I was surprised when dh and I were in Darwin (Oz) a few years ago, during a very hot and incredibly humid period, when we were endlessly exhorted to drink loads of water, but nobody mentioned salt - a bit of a dirty word nowadays.

At one point (on a tour of Kakadu) I started to feel very tired and weak, but then remembered the salt tablets we used to take. Plenty of salt on my chips at lunchtime and I was soon fine again,

merlotgran Sun 07-Aug-22 19:08:29

I grew up in the Middle East and children were encouraged to have a salt tablet with fruit juice (disgusting powdered stuff) before going to school. They would often be covered in chocolate which made us hate them even more.

My Dad had the right idea though. We all loved peanut butter on toast so he’d sprinkle salt on each slice because, ‘It’ll stop it sticking to the roof of your mouth.’

It was a tasty way of getting salt inside us and I still sprinkle salt on peanut butter to this day.

Barmeyoldbat Sun 07-Aug-22 19:38:35

I lived in the Far East for a while as a child and I can remember taking a daily salt tablet. The other thing to notice, if you are sweating on your face and sweat gets into your eyes and irritates them, then you are losing salt and need to replace it. Always worked for me.

welbeck Sun 07-Aug-22 19:51:08

i thought this was quite well known.
hope your DD is feeling better now.
it's lesson learned i guess.

cathieb Sun 07-Aug-22 20:06:54

I've lived in India and Pakistan. If we'd sweated a lot and had muscle cramps we'd stir half a teaspoon of salt into a glass of water and sip it. If we couldn'taste the salt it was apparently a sign of salt deficiency so we' d then add salt to food, yoghurt and drinks. Seemed to work!

Nannagarra Sun 07-Aug-22 21:19:30

When my DC were unwell I used to buy electrolyte replacement sachets, then I was advised to use flat lemonade.
Is it as effective as flat Cola?

Cs783 Sun 07-Aug-22 22:03:50

Thank you all for this alert/ reminder and advice. A good headline, powerful personal account, and helpful comments. Note taken.

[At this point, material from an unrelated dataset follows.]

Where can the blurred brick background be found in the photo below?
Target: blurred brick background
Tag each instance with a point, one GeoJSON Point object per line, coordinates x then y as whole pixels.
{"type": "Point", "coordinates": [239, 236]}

BigBertha1 Sun 07-Aug-22 22:28:59

My SIL I had been suffering from hyponatraemia in hospital it has been corrected now

MayBee70 Sun 07-Aug-22 22:39:02

Nannagarra

When my DC were unwell I used to buy electrolyte replacement sachets, then I was advised to use flat lemonade.
Is it as effective as flat Cola?

I assume it isn’t sugar free coke or lemonade? I must remember to buy some dioralyte sachets. I always used to have some in the cupboard.

geekesse Sun 07-Aug-22 23:00:56

If you’re replacing fluids lost be diarrhoea or vomiting, flat fizzy pop isn’t a bad idea, but if your tummy is ok, fizzy + salt is fine.